Breitenreiter und Heldt hatten die Knappen nicht dahin geführt, wo sich der Verein selbst gern gesehen hätte - in der Königsklasse. Aufsichtsratsboss Clemens Tönnies hatte genug und lud Mainz-Macher Heidel zu sich ins ostwestfälische Rheda ein. Beide waren sich schnell einig, Heidel sollte S04 endlich Stabilität und Kontinuität verleihen.

Noch bevor Heidel das mit zu viel Zigarettenaroma versehene Büro im obersten Geschoss der Schalker Geschäftsstelle von Heldt übernehmen konnte, legte er mit seiner ersten Amtshandlung einen entscheidenden Hebel um und setzte Breitenreiter vor die Tür.

Der Neuanfang sollte her. Und dieser Neuanfang hieß Markus Weinzierl.

"Es war von Tag eins mein Anspruch, die bestmögliche Lösung für Schalke 04 zu finden", versicherte Heidel in seinem Einstiegsplädoyer. "Heute bin ich froh, dass der Wunschtrainer rechts neben mir sitzt."

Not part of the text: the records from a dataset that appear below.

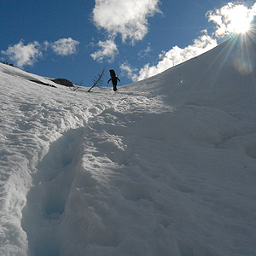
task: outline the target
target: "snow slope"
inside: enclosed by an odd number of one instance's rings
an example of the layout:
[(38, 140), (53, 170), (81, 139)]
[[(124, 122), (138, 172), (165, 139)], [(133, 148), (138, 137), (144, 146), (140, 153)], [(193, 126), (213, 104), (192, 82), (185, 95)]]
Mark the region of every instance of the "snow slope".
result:
[(0, 64), (1, 255), (255, 255), (256, 44), (117, 93)]

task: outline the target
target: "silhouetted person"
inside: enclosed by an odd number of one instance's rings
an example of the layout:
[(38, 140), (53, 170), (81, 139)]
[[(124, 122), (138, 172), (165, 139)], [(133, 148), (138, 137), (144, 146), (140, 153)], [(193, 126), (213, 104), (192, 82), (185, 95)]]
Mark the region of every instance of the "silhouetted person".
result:
[(120, 81), (119, 79), (116, 76), (115, 72), (114, 72), (113, 69), (110, 69), (110, 70), (109, 70), (109, 73), (110, 73), (111, 79), (108, 81), (108, 84), (109, 81), (111, 80), (111, 81), (112, 81), (112, 84), (113, 84), (113, 90), (115, 91), (115, 90), (117, 90), (117, 88), (116, 88), (117, 81), (118, 81), (118, 80), (119, 80), (119, 82), (121, 82), (121, 81)]

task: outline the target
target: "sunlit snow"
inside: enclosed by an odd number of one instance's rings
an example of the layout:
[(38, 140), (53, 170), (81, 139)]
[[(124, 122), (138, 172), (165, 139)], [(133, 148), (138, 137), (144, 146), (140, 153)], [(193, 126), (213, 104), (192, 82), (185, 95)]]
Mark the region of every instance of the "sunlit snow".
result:
[(255, 52), (117, 92), (0, 64), (0, 255), (255, 255)]

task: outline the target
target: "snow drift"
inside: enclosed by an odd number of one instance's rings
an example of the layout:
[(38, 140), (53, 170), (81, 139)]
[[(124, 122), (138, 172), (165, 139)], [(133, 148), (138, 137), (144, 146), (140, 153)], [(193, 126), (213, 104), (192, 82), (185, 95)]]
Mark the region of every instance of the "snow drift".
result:
[(255, 53), (116, 93), (0, 64), (1, 255), (254, 255)]

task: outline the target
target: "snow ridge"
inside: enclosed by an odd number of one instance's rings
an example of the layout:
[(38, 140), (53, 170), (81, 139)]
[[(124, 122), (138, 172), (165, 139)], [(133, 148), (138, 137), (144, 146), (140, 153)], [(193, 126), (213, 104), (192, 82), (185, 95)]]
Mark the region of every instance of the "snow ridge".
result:
[(0, 254), (254, 255), (255, 53), (234, 38), (116, 93), (0, 65)]

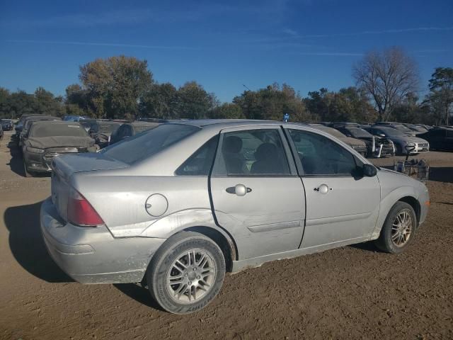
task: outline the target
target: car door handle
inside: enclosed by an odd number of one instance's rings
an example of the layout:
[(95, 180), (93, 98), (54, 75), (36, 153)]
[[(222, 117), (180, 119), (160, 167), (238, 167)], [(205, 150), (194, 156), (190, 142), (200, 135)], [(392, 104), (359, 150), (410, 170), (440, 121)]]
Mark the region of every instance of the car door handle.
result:
[(234, 193), (238, 196), (245, 196), (247, 193), (251, 193), (252, 189), (247, 188), (243, 184), (236, 184), (235, 186), (230, 186), (226, 188), (226, 192), (228, 193)]
[(313, 190), (320, 193), (327, 193), (330, 190), (332, 190), (332, 188), (329, 188), (327, 184), (321, 184), (318, 188), (314, 188)]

Die Vorahnung des Vermieters

Wobei Heidel sich später selbst noch korrigieren sollte. Niemand könne der Idealvorstellung eines Trainers gerecht werden, doch Weinzierl käme "diesem Bild sehr nahe". Sowohl Trainer und Manager machten gleich auf dieser Vorstellungsrunde deutlich, dass sie vieles vorhaben auf Schalke. Zu dem Zeitpunkt hatte Heidel die infrastrukturellen Gegebenheiten am Ernst-Kuzorra-Weg bereits als "nicht bundesligatauglich" abgestempelt. Weinzierl wollte ihm dabei helfen, "alles zu optimieren".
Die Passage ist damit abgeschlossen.